Last month, a jury found Des Campbell guilty of murdering his wife, Janet. While she paid the ultimate price, Janet was not the only woman he lied to, manipulated and cheated out of large amounts of money.
June Ingham wishes that she had never met Des Campbell, the man at the centre of one of Australia’s longest-running criminal investigations. “I fell in love with him, but when he told me he didn’t want me anymore, he might as well have plunged a knife into my heart,” says June, now 60. “I gave up a life with my family and friends in England, and came halfway across the world to be with him, but then he discarded me like a piece of rubbish. To this day, I wonder how someone could be so cruel to another human being.”
June is one of a long list of women who found themselves swept up in the affairs of Desmond Campbell, a 52-year-old former ambulance driver found guilty last month in the NSW Supreme Court of murdering Janet, his 49-year-old wife of six months, by pushing her off a cliff in 2005.

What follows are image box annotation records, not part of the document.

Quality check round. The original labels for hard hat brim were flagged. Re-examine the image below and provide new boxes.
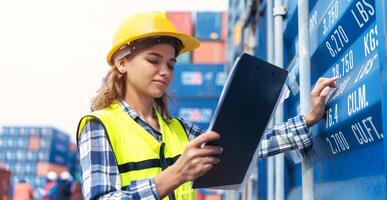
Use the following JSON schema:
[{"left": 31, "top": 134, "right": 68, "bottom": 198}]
[{"left": 106, "top": 32, "right": 200, "bottom": 65}]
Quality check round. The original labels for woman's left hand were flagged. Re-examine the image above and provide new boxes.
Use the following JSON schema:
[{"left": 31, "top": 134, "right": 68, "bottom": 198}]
[{"left": 305, "top": 77, "right": 339, "bottom": 127}]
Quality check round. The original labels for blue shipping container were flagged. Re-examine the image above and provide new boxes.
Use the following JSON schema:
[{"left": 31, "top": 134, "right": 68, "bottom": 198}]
[
  {"left": 169, "top": 64, "right": 227, "bottom": 98},
  {"left": 195, "top": 12, "right": 222, "bottom": 40},
  {"left": 230, "top": 0, "right": 387, "bottom": 199}
]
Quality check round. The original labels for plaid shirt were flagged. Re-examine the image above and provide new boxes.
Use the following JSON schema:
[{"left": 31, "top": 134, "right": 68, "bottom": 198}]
[{"left": 78, "top": 101, "right": 312, "bottom": 200}]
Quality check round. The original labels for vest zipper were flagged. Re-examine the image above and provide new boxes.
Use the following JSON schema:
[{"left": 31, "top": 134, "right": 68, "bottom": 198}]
[{"left": 160, "top": 142, "right": 176, "bottom": 200}]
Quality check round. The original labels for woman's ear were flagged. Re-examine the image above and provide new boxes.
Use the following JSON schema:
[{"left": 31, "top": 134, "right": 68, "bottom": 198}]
[{"left": 115, "top": 58, "right": 126, "bottom": 74}]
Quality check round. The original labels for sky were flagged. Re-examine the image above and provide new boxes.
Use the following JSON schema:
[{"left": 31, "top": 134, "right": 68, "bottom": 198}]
[{"left": 0, "top": 0, "right": 227, "bottom": 141}]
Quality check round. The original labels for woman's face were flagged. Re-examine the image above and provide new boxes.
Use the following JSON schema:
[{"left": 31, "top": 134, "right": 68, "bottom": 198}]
[{"left": 123, "top": 44, "right": 176, "bottom": 98}]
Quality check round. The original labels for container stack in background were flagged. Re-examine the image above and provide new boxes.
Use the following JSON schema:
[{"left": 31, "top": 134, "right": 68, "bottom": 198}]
[
  {"left": 167, "top": 12, "right": 227, "bottom": 130},
  {"left": 0, "top": 164, "right": 11, "bottom": 200},
  {"left": 0, "top": 127, "right": 80, "bottom": 199},
  {"left": 167, "top": 12, "right": 227, "bottom": 200}
]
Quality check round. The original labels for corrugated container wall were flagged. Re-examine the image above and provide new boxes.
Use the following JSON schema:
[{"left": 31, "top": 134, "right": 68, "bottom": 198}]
[
  {"left": 228, "top": 0, "right": 387, "bottom": 199},
  {"left": 168, "top": 12, "right": 227, "bottom": 199}
]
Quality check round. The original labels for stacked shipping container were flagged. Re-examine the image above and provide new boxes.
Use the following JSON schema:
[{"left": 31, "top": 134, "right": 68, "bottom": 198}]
[
  {"left": 0, "top": 127, "right": 79, "bottom": 198},
  {"left": 167, "top": 12, "right": 227, "bottom": 129},
  {"left": 229, "top": 0, "right": 387, "bottom": 199},
  {"left": 167, "top": 12, "right": 227, "bottom": 200}
]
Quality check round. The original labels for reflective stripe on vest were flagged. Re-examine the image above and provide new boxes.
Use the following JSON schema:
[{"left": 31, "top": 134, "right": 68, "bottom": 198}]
[{"left": 77, "top": 103, "right": 196, "bottom": 200}]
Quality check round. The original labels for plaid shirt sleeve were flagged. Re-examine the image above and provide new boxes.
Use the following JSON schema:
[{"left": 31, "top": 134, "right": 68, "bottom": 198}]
[
  {"left": 179, "top": 115, "right": 312, "bottom": 158},
  {"left": 78, "top": 120, "right": 160, "bottom": 200},
  {"left": 258, "top": 115, "right": 313, "bottom": 158}
]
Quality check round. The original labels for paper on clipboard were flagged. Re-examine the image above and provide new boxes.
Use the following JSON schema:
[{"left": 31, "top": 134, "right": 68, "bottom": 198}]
[
  {"left": 193, "top": 54, "right": 290, "bottom": 191},
  {"left": 205, "top": 85, "right": 290, "bottom": 192}
]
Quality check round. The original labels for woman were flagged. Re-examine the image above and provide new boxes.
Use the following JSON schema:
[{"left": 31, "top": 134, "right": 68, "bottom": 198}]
[{"left": 77, "top": 12, "right": 336, "bottom": 199}]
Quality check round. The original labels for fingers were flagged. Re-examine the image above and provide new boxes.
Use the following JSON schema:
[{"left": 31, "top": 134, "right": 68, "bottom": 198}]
[
  {"left": 320, "top": 87, "right": 330, "bottom": 98},
  {"left": 197, "top": 146, "right": 223, "bottom": 156},
  {"left": 188, "top": 131, "right": 220, "bottom": 148},
  {"left": 312, "top": 77, "right": 339, "bottom": 96}
]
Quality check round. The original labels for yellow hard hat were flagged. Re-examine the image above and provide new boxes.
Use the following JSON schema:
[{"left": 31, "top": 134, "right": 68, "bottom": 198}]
[{"left": 106, "top": 11, "right": 200, "bottom": 65}]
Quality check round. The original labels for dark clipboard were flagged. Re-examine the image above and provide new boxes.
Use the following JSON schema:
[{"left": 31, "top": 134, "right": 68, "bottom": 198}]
[{"left": 192, "top": 54, "right": 288, "bottom": 188}]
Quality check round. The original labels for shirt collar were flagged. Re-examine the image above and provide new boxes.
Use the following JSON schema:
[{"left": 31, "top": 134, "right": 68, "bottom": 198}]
[{"left": 119, "top": 99, "right": 141, "bottom": 119}]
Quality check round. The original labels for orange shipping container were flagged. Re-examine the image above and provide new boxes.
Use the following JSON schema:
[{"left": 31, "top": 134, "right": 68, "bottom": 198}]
[
  {"left": 167, "top": 12, "right": 193, "bottom": 35},
  {"left": 192, "top": 41, "right": 226, "bottom": 64},
  {"left": 36, "top": 162, "right": 69, "bottom": 176},
  {"left": 204, "top": 194, "right": 222, "bottom": 200}
]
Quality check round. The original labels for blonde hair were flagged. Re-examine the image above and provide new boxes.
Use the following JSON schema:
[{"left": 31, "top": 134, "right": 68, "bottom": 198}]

The four-week trial was one of the most intensely watched prosecutions of the decade, not only because of the callous crime, but because of the disregard with which he held women. He was, the court heard, a serial philanderer – a classic love rat – carrying on affairs behind the back of his unsuspecting bride, who was “madly, passionately” in love with him.
The court found that Campbell pushed his wife from the edge of a 50-metre cliff during a camping trip to the Royal National Park, south of Sydney, around 7.20pm on March 24, 2005. He denied the allegation, claiming Janet had tripped and fallen over the cliff after leaving their tent for “a pee”.
Rescue teams found Janet’s lacerated body hours later at the cliff base. Campbell used a rope to clamber down a gully, telling police he’d tried to resuscitate Janet, though he “knew it was pointless, that she was gone”.